Use the first example testcase as your mental trace to verify each transition.
Step 04

Edge Cases

Minimum Input
Single element / shortest valid input
Validate boundary behavior before entering the main loop or recursion.
Duplicates & Repeats
Repeated values / repeated states
Decide whether duplicates should be merged, skipped, or counted explicitly.
Extreme Constraints
Upper-end input sizes
Re-check complexity target against constraints to avoid time-limit issues.
Invalid / Corner Shape
Empty collections, zeros, or disconnected structures
Handle special-case structure before the core algorithm path.
Step 05

Full Annotated Code

Source-backed implementations are provided below for direct study and interview prep.

// Accepted solution for LeetCode #2336: Smallest Number in Infinite Set
class SmallestInfiniteSet {
    private TreeSet<Integer> s = new TreeSet<>();

    public SmallestInfiniteSet() {
        for (int i = 1; i <= 1000; ++i) {
            s.add(i);
        }
    }

    public int popSmallest() {
        return s.pollFirst();
    }

    public void addBack(int num) {
        s.add(num);
    }
}

/**
 * Your SmallestInfiniteSet object will be instantiated and called as such:
 * SmallestInfiniteSet obj = new SmallestInfiniteSet();
 * int param_1 = obj.popSmallest();
 * obj.addBack(num);
 */
Step 06

Interactive Study Demo

Use this to step through a reusable interview workflow for this problem.

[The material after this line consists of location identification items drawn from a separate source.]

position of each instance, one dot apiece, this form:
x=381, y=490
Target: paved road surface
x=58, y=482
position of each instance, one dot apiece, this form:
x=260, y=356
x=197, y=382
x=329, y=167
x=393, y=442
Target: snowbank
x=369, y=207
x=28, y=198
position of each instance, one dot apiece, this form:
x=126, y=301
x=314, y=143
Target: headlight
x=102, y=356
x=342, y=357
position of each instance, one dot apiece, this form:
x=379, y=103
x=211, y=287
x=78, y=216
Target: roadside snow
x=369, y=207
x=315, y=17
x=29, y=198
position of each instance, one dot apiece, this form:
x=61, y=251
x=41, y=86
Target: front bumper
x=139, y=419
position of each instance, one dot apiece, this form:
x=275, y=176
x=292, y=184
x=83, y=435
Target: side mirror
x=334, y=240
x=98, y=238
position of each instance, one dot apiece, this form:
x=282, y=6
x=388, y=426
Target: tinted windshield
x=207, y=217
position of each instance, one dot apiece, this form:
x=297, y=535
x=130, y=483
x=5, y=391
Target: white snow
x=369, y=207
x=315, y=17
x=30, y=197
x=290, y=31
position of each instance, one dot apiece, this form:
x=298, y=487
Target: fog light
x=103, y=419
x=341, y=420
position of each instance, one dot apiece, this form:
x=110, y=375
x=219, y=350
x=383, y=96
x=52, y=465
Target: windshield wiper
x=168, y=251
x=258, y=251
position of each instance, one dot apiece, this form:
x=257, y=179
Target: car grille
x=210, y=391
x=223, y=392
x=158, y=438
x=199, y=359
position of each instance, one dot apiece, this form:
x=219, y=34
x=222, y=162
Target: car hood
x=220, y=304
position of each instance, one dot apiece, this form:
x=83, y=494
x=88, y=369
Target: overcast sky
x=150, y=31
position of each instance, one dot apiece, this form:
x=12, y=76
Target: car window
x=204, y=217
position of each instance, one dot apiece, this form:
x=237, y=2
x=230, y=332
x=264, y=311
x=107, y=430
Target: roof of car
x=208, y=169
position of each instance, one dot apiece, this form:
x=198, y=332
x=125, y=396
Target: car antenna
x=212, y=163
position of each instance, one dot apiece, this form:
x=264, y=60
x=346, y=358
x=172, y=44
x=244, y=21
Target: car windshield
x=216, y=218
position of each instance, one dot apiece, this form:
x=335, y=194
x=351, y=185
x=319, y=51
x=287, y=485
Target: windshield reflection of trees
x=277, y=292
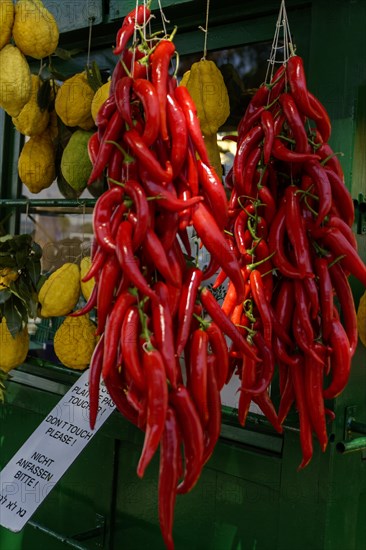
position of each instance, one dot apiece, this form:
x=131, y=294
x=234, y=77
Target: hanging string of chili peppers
x=290, y=218
x=162, y=353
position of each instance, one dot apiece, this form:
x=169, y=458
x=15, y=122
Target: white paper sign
x=39, y=464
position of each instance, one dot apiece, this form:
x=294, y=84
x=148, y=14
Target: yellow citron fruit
x=73, y=102
x=15, y=80
x=74, y=342
x=35, y=30
x=206, y=85
x=86, y=288
x=31, y=120
x=99, y=98
x=60, y=292
x=7, y=276
x=13, y=350
x=361, y=319
x=36, y=163
x=6, y=21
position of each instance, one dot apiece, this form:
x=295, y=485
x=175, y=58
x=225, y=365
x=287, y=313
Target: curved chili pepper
x=341, y=196
x=163, y=332
x=213, y=426
x=276, y=239
x=129, y=342
x=178, y=134
x=128, y=262
x=214, y=191
x=198, y=372
x=313, y=379
x=159, y=62
x=306, y=440
x=346, y=301
x=225, y=324
x=103, y=210
x=340, y=360
x=268, y=130
x=112, y=330
x=107, y=283
x=95, y=372
x=260, y=300
x=323, y=187
x=246, y=145
x=137, y=16
x=186, y=102
x=157, y=405
x=322, y=119
x=297, y=81
x=220, y=350
x=326, y=295
x=191, y=283
x=147, y=94
x=338, y=244
x=281, y=152
x=295, y=123
x=193, y=438
x=122, y=93
x=215, y=242
x=169, y=469
x=139, y=148
x=111, y=134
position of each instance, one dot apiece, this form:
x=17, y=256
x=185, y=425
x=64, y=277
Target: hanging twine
x=205, y=30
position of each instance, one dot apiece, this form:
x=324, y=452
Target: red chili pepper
x=281, y=152
x=178, y=134
x=338, y=244
x=122, y=93
x=268, y=130
x=246, y=145
x=326, y=295
x=191, y=283
x=112, y=330
x=341, y=197
x=169, y=469
x=186, y=102
x=313, y=378
x=297, y=81
x=109, y=276
x=103, y=210
x=157, y=405
x=213, y=426
x=147, y=94
x=139, y=148
x=112, y=133
x=276, y=244
x=220, y=350
x=260, y=300
x=137, y=16
x=128, y=262
x=295, y=122
x=163, y=332
x=345, y=298
x=340, y=360
x=95, y=372
x=225, y=324
x=193, y=439
x=322, y=119
x=215, y=242
x=323, y=187
x=160, y=61
x=129, y=343
x=306, y=440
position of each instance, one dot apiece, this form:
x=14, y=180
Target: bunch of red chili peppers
x=162, y=352
x=290, y=218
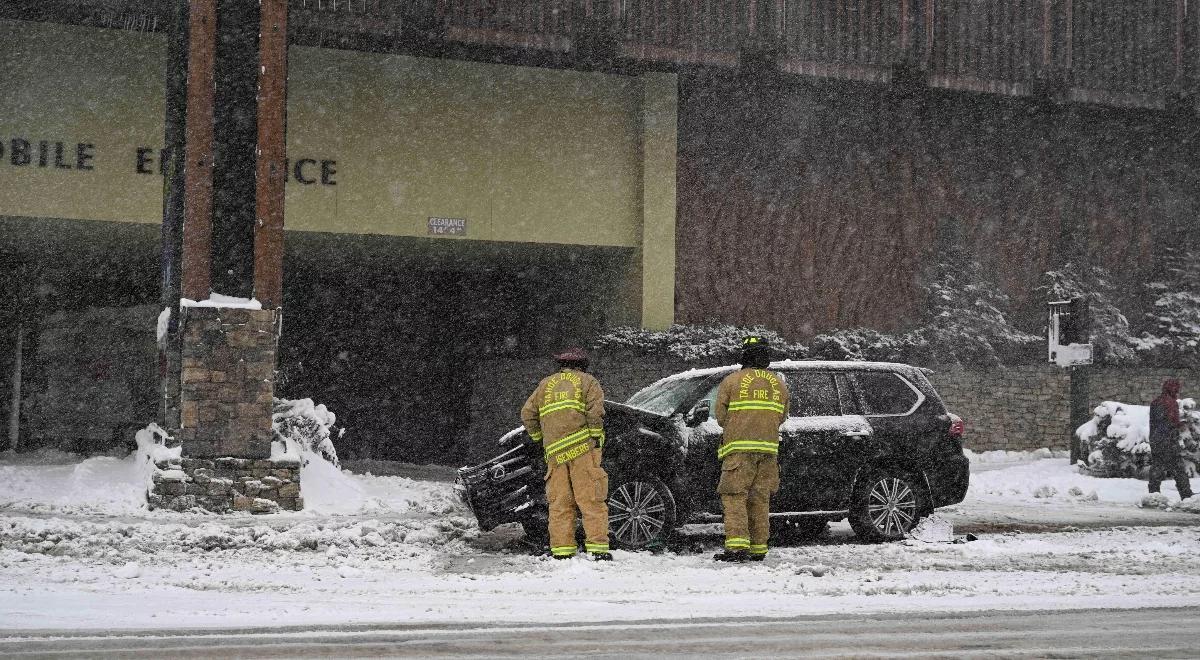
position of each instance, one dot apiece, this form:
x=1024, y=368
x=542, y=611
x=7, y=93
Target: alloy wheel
x=892, y=507
x=636, y=514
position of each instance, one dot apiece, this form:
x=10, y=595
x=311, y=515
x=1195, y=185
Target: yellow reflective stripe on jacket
x=571, y=405
x=765, y=447
x=563, y=443
x=756, y=406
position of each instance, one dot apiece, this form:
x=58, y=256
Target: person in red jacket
x=1164, y=441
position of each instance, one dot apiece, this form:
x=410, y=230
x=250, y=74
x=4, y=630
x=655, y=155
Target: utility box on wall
x=1068, y=336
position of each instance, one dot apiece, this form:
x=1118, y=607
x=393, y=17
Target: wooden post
x=270, y=174
x=197, y=258
x=15, y=411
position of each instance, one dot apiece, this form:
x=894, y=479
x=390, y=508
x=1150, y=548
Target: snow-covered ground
x=78, y=551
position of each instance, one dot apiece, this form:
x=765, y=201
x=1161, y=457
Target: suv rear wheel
x=641, y=511
x=887, y=505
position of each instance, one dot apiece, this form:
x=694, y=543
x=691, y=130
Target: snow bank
x=1056, y=481
x=219, y=300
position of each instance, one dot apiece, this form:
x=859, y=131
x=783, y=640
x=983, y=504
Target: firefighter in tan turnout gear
x=565, y=413
x=751, y=403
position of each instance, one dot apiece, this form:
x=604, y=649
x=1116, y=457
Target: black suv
x=867, y=441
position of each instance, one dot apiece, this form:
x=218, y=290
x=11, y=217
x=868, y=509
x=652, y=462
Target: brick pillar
x=226, y=385
x=226, y=393
x=226, y=124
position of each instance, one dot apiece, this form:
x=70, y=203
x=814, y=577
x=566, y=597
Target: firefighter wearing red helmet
x=565, y=414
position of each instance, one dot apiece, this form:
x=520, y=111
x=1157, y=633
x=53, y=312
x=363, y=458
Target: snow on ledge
x=223, y=301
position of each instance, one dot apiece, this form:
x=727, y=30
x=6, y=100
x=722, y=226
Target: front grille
x=503, y=489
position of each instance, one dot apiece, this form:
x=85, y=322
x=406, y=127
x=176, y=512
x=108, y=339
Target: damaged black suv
x=870, y=442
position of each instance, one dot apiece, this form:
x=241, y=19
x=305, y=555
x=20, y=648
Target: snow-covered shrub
x=309, y=425
x=1171, y=328
x=1116, y=441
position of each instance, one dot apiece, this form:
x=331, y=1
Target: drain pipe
x=15, y=411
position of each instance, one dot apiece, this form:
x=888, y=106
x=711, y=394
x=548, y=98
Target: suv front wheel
x=641, y=511
x=887, y=505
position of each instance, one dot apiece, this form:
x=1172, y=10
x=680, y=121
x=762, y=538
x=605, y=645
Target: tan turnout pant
x=583, y=485
x=748, y=480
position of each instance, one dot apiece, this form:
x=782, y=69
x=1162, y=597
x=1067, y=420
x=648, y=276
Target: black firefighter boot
x=735, y=556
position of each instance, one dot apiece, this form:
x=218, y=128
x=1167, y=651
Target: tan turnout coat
x=751, y=403
x=565, y=413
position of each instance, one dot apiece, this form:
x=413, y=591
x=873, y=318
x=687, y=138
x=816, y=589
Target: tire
x=641, y=513
x=887, y=505
x=797, y=531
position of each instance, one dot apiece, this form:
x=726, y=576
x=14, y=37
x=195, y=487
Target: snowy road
x=1068, y=634
x=78, y=551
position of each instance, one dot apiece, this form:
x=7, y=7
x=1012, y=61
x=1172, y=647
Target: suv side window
x=886, y=394
x=813, y=394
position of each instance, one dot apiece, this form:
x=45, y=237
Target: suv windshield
x=665, y=396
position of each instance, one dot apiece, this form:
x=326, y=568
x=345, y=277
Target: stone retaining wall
x=222, y=485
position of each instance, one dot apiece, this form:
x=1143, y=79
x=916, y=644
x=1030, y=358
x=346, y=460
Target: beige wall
x=521, y=154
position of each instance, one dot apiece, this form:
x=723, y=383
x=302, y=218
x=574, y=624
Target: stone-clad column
x=221, y=357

Press Step or Run All to begin.
Step 07

Complexity Analysis

Time
O(1) per op
Space
O(n)

Approach Breakdown

NAIVE
O(n) per op time
O(n) space

Use a simple list or array for storage. Each operation (get, put, remove) requires a linear scan to find the target element — O(n) per operation. Space is O(n) to store the data. The linear search makes this impractical for frequent operations.

OPTIMIZED DESIGN
O(1) per op time
O(n) space

Design problems target O(1) amortized per operation by combining data structures (hash map + doubly-linked list for LRU, stack + min-tracking for MinStack). Space is always at least O(n) to store the data. The challenge is achieving constant-time operations through clever structure composition.

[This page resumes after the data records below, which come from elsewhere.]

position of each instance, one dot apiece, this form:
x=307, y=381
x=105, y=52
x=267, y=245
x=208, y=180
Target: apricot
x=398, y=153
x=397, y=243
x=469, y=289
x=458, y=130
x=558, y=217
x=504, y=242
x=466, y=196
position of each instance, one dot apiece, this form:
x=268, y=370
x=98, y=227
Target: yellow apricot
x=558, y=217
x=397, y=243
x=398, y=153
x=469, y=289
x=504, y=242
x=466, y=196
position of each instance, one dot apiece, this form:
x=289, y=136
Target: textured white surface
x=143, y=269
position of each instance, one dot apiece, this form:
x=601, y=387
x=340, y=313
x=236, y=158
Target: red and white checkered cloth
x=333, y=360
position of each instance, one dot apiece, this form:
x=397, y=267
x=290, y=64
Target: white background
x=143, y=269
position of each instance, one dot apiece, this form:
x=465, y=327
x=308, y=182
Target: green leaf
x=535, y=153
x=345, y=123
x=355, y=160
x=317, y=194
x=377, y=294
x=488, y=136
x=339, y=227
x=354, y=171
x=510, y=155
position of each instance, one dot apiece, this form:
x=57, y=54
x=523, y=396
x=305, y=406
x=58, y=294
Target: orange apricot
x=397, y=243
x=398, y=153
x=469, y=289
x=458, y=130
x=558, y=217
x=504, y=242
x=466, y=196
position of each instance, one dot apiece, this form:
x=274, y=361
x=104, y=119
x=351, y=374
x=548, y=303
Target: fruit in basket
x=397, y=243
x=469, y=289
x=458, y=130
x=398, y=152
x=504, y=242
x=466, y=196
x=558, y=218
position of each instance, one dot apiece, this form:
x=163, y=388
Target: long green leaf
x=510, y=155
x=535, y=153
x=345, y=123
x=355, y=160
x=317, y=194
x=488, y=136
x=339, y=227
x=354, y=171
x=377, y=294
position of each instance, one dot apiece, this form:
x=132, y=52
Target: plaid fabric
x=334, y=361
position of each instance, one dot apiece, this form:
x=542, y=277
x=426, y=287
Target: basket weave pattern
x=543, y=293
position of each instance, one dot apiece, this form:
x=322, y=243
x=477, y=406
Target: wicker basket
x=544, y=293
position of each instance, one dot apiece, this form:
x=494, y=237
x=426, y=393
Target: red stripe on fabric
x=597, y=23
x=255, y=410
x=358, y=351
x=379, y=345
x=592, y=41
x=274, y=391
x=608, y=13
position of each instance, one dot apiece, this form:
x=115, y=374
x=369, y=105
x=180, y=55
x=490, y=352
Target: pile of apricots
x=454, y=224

Shortcut: Combine two data structures to get O(1) for each operation type. Space is always O(n).
Coach Notes

Common Mistakes

Review these before coding to avoid predictable interview regressions.

Mutating counts without cleanup

Wrong move: Zero-count keys stay in map and break distinct/count constraints.

Usually fails on: Window/map size checks are consistently off by one.

Fix: Delete keys when count reaches zero.